His final tactic is more akin to the way that Warren Buffett invests and it's increasingly Chou's favorite. It entails spending countless hours searching for well-run companies with growth potential that, for some reason, are trading for much less than they're worth. Because the market is so efficient, such companies are extremely rare and often only found among those with short-term problems, but they offer excellent long-term prospects if they're blessed with strong management. Chou is lucky to find one or two during a whole year of searching. But once he's found one, Chou doesn't hesitate to bet 5% or more of his portfolio on that single stock. "When you know you're buying a good company, it's like getting a straight flush," he says. "They're hard to find, so when you've got one, you have to capitalize on it."
Taken together, Chou's three approaches have delivered a very strange portfolio, packed with unfamiliar names and companies most investors wouldn't touch with a barge pole. Just over six months ago, for instance, the troubled retailer Sears Holdings made up a whopping 16% of the equities portion of Chou's Associates Fund. MCI, which is basically the smoldering remains of an imploded WorldCom, was his No. 2 holding, along with Boskalis Westminster, an international dredging contractor that clears mud out of waterways.
What does Chou see in these dogs?

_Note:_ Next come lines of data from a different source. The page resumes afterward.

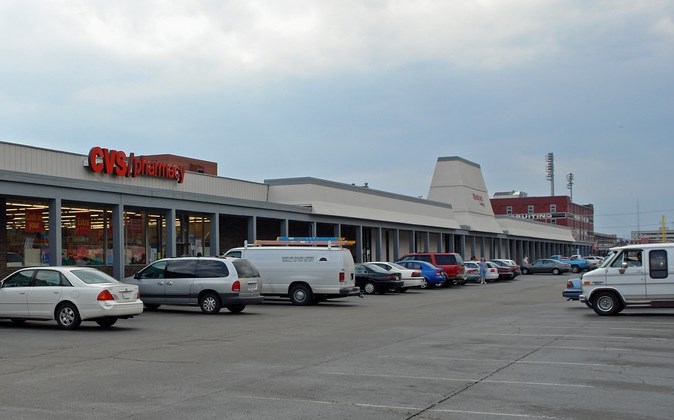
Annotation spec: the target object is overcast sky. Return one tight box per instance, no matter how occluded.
[0,0,674,237]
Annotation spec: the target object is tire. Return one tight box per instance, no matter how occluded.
[592,291,623,316]
[363,281,377,295]
[226,303,246,314]
[96,316,117,328]
[290,284,314,306]
[199,292,222,315]
[54,302,82,330]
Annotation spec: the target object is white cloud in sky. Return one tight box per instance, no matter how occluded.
[0,0,674,236]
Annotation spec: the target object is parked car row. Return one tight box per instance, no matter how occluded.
[0,246,532,329]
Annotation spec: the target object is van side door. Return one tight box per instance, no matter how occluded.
[606,248,646,301]
[644,249,674,302]
[165,258,197,305]
[129,260,168,305]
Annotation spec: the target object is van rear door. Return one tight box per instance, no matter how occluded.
[606,248,646,301]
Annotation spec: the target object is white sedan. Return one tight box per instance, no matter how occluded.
[363,261,426,292]
[0,266,143,330]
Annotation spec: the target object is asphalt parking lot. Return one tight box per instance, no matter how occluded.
[0,275,674,419]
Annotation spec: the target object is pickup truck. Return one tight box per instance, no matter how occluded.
[548,255,590,273]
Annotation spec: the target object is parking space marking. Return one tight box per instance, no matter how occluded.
[454,343,632,354]
[378,355,625,367]
[480,333,673,341]
[318,372,594,388]
[509,324,672,332]
[234,395,559,419]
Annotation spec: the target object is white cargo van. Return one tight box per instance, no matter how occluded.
[224,245,360,305]
[580,243,674,315]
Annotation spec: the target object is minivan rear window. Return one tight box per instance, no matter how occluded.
[195,260,229,279]
[166,259,197,279]
[648,249,669,279]
[232,258,260,279]
[435,255,456,265]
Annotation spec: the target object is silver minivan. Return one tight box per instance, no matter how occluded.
[124,257,263,314]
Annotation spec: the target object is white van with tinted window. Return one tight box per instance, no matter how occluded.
[580,243,674,315]
[224,245,360,305]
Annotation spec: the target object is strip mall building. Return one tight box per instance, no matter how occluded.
[0,142,592,278]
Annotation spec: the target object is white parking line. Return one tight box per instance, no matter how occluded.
[508,324,674,332]
[378,355,624,367]
[318,372,594,388]
[234,395,559,419]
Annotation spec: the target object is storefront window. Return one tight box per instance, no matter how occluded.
[6,199,49,267]
[61,203,112,265]
[176,214,211,256]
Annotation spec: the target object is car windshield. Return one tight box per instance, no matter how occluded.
[599,251,618,267]
[71,269,118,284]
[388,263,409,270]
[364,264,388,273]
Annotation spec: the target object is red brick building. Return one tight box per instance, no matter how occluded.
[491,193,595,244]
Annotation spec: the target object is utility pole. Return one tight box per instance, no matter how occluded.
[545,152,555,197]
[566,172,573,203]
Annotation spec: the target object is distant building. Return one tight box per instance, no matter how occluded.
[593,232,624,255]
[630,229,674,244]
[491,195,596,245]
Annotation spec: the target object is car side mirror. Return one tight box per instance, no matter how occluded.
[618,262,627,274]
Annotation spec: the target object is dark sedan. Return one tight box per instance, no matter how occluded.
[522,258,571,274]
[355,264,404,295]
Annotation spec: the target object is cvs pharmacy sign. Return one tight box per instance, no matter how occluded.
[89,146,185,183]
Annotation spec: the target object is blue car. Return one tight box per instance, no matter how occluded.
[562,278,581,300]
[396,260,450,289]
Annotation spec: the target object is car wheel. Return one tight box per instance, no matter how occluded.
[55,302,82,330]
[592,292,623,315]
[227,304,246,314]
[96,316,117,328]
[363,281,377,295]
[290,284,314,306]
[199,293,222,315]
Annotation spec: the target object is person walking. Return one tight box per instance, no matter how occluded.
[478,257,487,284]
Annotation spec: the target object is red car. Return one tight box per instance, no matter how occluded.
[400,252,466,284]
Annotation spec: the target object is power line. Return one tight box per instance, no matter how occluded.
[594,209,674,217]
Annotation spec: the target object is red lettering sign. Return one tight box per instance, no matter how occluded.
[75,213,91,235]
[89,146,185,183]
[24,209,44,233]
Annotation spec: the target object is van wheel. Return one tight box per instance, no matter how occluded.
[592,292,623,315]
[227,304,246,314]
[290,284,314,306]
[199,293,222,315]
[363,281,377,295]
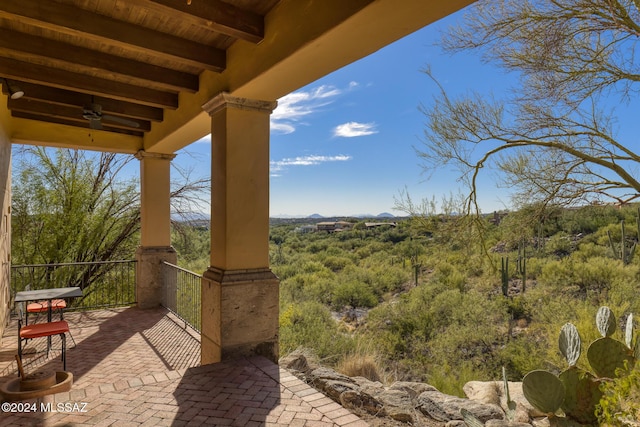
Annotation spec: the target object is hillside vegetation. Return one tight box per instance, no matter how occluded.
[264,206,640,395]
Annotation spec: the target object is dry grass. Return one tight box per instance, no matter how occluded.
[336,350,384,382]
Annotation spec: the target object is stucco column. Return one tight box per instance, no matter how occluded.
[201,93,279,364]
[136,150,177,308]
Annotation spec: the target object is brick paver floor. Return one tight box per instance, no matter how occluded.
[0,308,367,427]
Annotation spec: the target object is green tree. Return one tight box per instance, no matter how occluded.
[11,147,207,296]
[419,0,640,211]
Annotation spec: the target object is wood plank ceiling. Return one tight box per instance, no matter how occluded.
[0,0,278,136]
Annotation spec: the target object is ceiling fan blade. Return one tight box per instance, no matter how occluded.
[89,119,102,130]
[102,114,140,128]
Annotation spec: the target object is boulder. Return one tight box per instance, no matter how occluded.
[416,391,504,422]
[462,381,544,423]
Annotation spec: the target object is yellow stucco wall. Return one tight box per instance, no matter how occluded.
[0,105,11,344]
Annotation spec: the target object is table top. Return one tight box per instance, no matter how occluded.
[14,286,82,302]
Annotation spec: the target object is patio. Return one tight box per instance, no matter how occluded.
[0,308,368,427]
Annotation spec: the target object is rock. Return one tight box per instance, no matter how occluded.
[278,351,311,373]
[314,380,359,404]
[353,377,416,424]
[417,391,504,422]
[340,390,385,416]
[389,381,437,399]
[484,420,531,427]
[462,381,502,405]
[462,381,544,423]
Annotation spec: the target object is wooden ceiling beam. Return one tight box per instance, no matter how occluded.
[0,28,199,93]
[144,0,264,43]
[0,0,226,72]
[14,80,164,122]
[8,98,151,132]
[11,111,144,137]
[0,57,178,109]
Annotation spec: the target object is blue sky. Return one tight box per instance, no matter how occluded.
[176,7,509,217]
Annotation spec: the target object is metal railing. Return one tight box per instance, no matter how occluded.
[11,260,136,310]
[162,261,202,333]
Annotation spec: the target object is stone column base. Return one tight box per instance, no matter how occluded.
[200,267,280,365]
[136,246,178,308]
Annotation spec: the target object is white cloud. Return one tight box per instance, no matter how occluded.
[333,122,378,138]
[271,82,353,134]
[270,154,351,177]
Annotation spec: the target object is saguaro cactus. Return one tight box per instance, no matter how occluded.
[522,307,640,424]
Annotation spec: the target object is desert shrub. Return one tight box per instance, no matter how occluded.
[573,242,608,261]
[356,241,391,259]
[433,263,467,291]
[322,255,353,272]
[280,301,356,363]
[336,340,387,383]
[544,233,573,258]
[372,265,411,292]
[331,280,378,310]
[596,365,640,427]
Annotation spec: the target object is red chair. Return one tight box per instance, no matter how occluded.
[27,299,67,320]
[18,318,69,371]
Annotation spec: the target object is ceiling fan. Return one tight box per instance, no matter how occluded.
[82,98,140,130]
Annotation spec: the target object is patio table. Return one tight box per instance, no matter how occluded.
[13,286,82,353]
[13,286,82,322]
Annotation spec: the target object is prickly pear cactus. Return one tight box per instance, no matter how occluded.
[596,306,616,337]
[522,370,564,414]
[587,337,635,378]
[559,366,602,424]
[558,323,582,366]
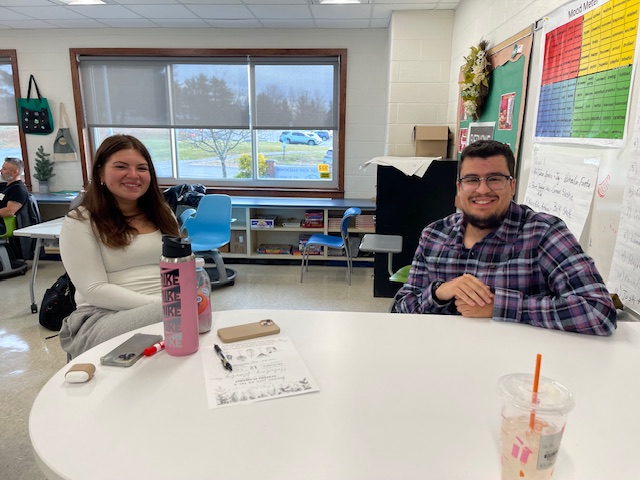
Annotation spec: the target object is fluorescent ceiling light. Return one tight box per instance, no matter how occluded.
[60,0,106,5]
[312,0,369,5]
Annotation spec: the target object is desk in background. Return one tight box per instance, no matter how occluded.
[13,217,64,313]
[33,192,78,222]
[29,310,640,480]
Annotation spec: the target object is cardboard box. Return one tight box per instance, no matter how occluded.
[251,215,278,228]
[229,230,247,253]
[413,125,451,158]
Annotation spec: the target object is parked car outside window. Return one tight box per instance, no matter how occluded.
[280,131,322,145]
[313,130,331,142]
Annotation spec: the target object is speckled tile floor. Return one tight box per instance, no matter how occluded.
[0,260,391,480]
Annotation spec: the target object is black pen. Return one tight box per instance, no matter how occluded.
[213,344,233,371]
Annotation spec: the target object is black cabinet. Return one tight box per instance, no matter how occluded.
[373,160,457,297]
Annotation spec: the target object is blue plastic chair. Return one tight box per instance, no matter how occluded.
[300,207,362,285]
[180,195,237,287]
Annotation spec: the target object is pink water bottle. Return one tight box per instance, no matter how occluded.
[160,235,199,357]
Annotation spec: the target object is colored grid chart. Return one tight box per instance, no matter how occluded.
[536,0,640,140]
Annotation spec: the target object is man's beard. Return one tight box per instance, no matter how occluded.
[462,212,505,230]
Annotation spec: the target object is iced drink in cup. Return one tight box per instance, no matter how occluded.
[497,373,574,480]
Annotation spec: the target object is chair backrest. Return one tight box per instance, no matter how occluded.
[181,194,231,237]
[0,215,16,238]
[11,192,44,260]
[340,207,362,257]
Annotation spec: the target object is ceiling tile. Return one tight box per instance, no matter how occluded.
[207,18,262,28]
[11,6,87,20]
[47,18,107,28]
[311,5,371,20]
[260,18,315,28]
[0,0,51,5]
[128,5,198,18]
[316,18,369,28]
[0,7,30,19]
[111,0,178,5]
[248,5,311,19]
[0,17,56,29]
[66,5,140,20]
[100,18,157,28]
[151,18,210,28]
[188,5,254,20]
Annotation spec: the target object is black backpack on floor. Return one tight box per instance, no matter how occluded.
[39,273,76,332]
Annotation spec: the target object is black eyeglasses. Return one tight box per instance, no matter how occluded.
[458,173,513,192]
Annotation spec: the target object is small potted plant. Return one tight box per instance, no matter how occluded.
[33,145,56,193]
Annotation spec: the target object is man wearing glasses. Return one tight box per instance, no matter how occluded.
[393,140,616,335]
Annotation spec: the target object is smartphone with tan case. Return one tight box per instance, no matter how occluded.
[100,333,162,367]
[218,319,280,343]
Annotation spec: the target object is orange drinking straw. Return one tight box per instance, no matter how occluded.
[529,354,542,430]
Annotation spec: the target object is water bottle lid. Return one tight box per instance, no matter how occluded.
[162,235,191,258]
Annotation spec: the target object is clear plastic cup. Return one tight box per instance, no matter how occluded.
[497,373,575,480]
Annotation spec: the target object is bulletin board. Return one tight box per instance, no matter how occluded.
[517,0,640,316]
[456,27,533,159]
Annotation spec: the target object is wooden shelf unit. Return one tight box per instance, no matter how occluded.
[228,197,376,262]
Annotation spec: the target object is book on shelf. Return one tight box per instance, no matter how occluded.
[280,218,302,228]
[257,243,292,255]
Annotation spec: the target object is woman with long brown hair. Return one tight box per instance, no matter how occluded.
[60,135,179,357]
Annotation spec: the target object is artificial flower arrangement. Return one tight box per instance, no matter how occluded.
[460,40,492,120]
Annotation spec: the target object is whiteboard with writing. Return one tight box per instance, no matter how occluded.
[524,145,600,239]
[607,155,640,312]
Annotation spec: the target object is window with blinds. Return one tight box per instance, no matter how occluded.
[0,51,22,160]
[76,50,346,191]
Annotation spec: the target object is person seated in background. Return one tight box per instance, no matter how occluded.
[60,135,179,358]
[0,157,29,268]
[392,140,616,335]
[0,157,29,235]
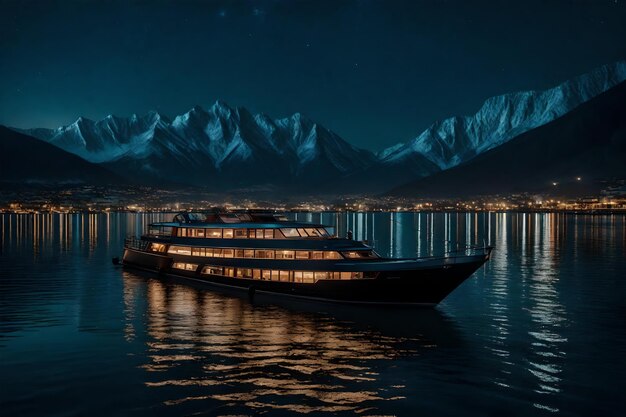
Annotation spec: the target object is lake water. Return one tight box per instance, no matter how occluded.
[0,213,626,416]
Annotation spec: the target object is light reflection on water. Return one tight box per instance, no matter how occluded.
[0,213,626,415]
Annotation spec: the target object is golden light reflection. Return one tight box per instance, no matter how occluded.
[124,273,444,414]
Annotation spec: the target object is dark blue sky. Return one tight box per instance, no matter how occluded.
[0,0,626,149]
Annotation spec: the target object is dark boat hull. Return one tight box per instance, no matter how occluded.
[123,248,489,306]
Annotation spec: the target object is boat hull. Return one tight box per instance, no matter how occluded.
[122,248,489,306]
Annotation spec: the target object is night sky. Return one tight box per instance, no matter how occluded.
[0,0,626,149]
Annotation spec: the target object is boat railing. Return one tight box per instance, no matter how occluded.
[124,236,150,251]
[443,241,493,262]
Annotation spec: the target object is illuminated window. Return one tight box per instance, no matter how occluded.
[342,250,378,259]
[255,249,274,259]
[279,271,289,281]
[304,228,320,237]
[150,243,165,252]
[280,228,300,237]
[202,265,224,275]
[315,271,330,281]
[172,262,198,271]
[205,229,222,239]
[237,268,252,278]
[276,250,295,259]
[296,250,309,259]
[167,246,191,255]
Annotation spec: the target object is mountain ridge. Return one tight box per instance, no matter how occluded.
[18,61,626,193]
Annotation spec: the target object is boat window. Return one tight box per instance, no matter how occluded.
[206,229,222,239]
[296,250,309,259]
[304,228,320,237]
[315,271,330,281]
[172,262,198,271]
[255,250,274,259]
[202,265,224,275]
[150,242,165,252]
[237,268,252,278]
[342,250,378,259]
[167,246,191,255]
[280,227,300,237]
[276,250,294,259]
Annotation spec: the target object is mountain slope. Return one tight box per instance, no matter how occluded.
[389,82,626,198]
[22,101,375,189]
[0,126,123,185]
[378,61,626,169]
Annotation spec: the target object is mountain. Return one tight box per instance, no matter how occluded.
[17,61,626,194]
[389,82,626,198]
[377,61,626,170]
[25,101,375,189]
[0,126,123,186]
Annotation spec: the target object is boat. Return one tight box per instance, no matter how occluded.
[121,211,493,306]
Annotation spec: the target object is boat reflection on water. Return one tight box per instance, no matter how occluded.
[123,271,461,413]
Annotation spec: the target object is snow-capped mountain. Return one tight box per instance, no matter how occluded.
[377,61,626,169]
[16,61,626,192]
[24,101,375,184]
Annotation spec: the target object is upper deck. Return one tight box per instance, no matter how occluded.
[148,212,333,239]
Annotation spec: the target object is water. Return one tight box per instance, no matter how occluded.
[0,213,626,416]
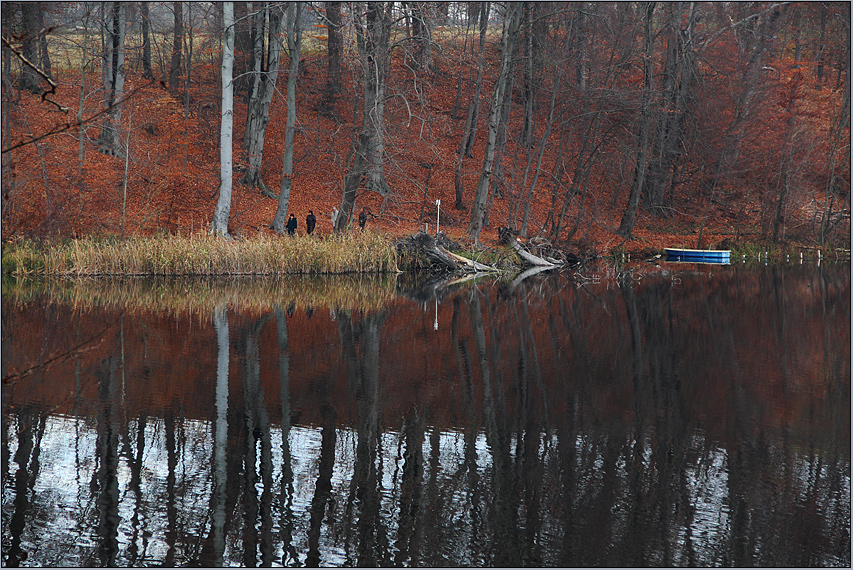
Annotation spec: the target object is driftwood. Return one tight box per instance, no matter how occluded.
[498,228,582,268]
[509,237,557,268]
[398,231,496,272]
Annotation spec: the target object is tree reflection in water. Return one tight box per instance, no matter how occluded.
[2,268,850,566]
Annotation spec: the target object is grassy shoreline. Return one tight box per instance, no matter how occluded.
[2,230,850,277]
[2,231,399,277]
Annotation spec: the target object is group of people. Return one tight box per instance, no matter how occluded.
[284,208,367,236]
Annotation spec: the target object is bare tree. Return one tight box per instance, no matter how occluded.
[454,2,489,210]
[139,2,154,79]
[98,2,127,156]
[271,2,303,234]
[169,2,184,92]
[18,2,42,95]
[335,2,392,231]
[618,2,655,238]
[468,2,522,242]
[210,2,234,239]
[240,5,286,199]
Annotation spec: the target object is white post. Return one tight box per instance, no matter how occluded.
[432,296,438,331]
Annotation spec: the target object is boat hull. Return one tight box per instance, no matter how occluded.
[666,247,731,263]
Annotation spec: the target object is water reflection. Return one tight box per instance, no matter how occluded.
[2,265,850,566]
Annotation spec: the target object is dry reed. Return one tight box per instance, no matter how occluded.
[3,274,397,318]
[3,231,399,276]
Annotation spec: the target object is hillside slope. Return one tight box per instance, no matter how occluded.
[2,32,849,252]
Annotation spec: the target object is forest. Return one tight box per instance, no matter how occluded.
[2,2,850,252]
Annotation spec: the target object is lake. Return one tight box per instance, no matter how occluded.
[2,263,851,567]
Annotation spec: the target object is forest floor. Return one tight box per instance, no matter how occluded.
[2,47,849,255]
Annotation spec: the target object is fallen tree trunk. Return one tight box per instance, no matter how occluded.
[396,231,497,272]
[509,238,557,267]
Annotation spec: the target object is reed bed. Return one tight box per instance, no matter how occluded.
[3,231,399,276]
[3,273,397,318]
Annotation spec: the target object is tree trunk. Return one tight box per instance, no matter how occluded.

As always, a margin of safety. He invested in Sears Holdings, for instance, because most analysts thought Wal-Mart was going to crush the department store chain, so the stock was selling for peanuts. "But I calculated that the real estate holdings alone for Sears were worth more than $40 or $50 (U.S.) a share, and I was able to buy it for just $25 a share," Chou recalls. "Later, the analysts said the real estate was worth more like $75 to $100 a share." A year and a half after Chou bought its stock, Sears was trading for over $120.
Some money managers would crow over a success like Sears, but Chou just shrugs. "If you needed a high IQ to be successful in investing, I'd still be working as a technician at Bell Canada. The high IQ, connections, charisma and all that stuff is overrated."
But there has to be more to it than that. No other fund manager in Canada, and few in the U.S., have matched Chou's long-term performance. George Athanassakos, professor of finance and the Ben Graham Chair in Value Investing at the Richard Ivey School of Business in London, Ont., thinks that Chou might be right: perhaps he's not outperforming because of superior intelligence, better connections or charisma. Maybe it's because Chou's natural disposition just happens to be a perfect match to the investing style he's chosen. "Like other value investors, Francis strikes you as being very humble, very low profile, very quiet. He doesn't beat his chest and say 'I'm the best.' But that's the strength of the value investors: they master their emotions. They're patient. They don't want the world to pay attention to them. They want to invest privately and under the radar." Maybe so. But if Chou keeps posting such stunning results, soon the whole world will be watching.